Baby Boy Warren


Baby Boy Warren was an American blues singer and guitarist who was a leading figure on the Detroit blues scene in the 1950s.

Early life

He was born Robert Henry Warren in Lake Providence, Louisiana, in 1919, and at the age of three months moved with his parents to Memphis, Tennessee. He was interested in music from an early age, and was working occasionally as a musician from around 1931, when he dropped out of school, having learned to play guitar from two of his older brothers. In the 1930s, he worked in W. C. Handy Park, Memphis, with Howling Wolf, Robert Jr.

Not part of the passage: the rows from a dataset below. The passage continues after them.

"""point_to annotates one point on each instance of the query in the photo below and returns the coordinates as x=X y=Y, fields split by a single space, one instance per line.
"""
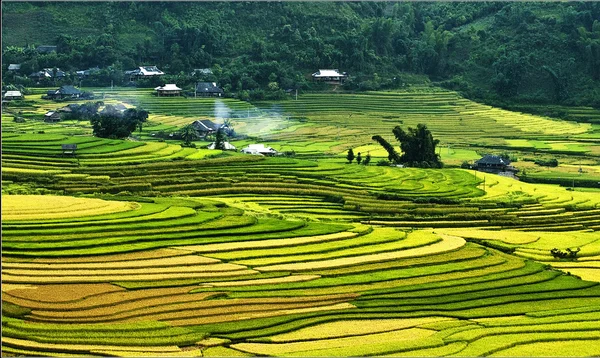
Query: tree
x=188 y=134
x=139 y=116
x=418 y=146
x=111 y=124
x=350 y=155
x=220 y=139
x=367 y=159
x=393 y=156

Lockwood and Little Buddy Doyle and he appeared on the radio show King Biscuit Time, broadcast from Helena, Arkansas, with Sonny Boy Williamson around 1941. In 1942, he moved to Detroit, where he worked for General Motors while also performing as a musician.

Recordings

Warren's first recording sessions were in 1949 and 1950 in Detroit, with the five resulting singles being released on a number of labels. Tracks recorded at a 1954 session accompanied by Sonny Boy Williamson were released on Joe Von Battle's JVB label and by Excello Records. Further sessions the same year resulted in a single on the Blue Lake label, with Boogie Woogie Red on piano and Calvin Frazier on guitar, and a reworking of the Robert Johnson song "Stop Breakin' Down" for the Drummond label.

Later career and death

Warren was mostly inactive in music in the 1960s but revived his career with performances at the Detroit Blues Festival in 1971 and the Ann Arbor Blues Festival in 1973 and with a tour of Europe with Boogie Woogie Red in 1972. From 1974 to 1976 he was also a featured performer, along with Willie D. Warren, with the Progressive Blues Band, a popular band that played in many of Detroit's blues venues.
He suffered a fatal heart attack at his home on July 1, 1977, and was buried at Detroit Memorial Park Cemetery in Macomb County, Michigan.

Personal information

Warren was given the nickname "Baby Boy" by his older brothers when he was a child. He was one of twelve children. He married twice, in 1935 and in the early 1960s, and had seven children. On releases by Staff Records, Federal Records and Swing Time Records, he was credited as Johnny Williams.

Influences

Warren's chief influences were Little Buddy Doyle and Willie "61" Blackwell, especially in his approach to lyrics. He stated that another musician he particularly admired was Memphis Minnie, whom he knew in Memphis in the 1930s. The Penguin Guide to Blues Recordings described him as having brought "a hip, literate humour to the blues lyric".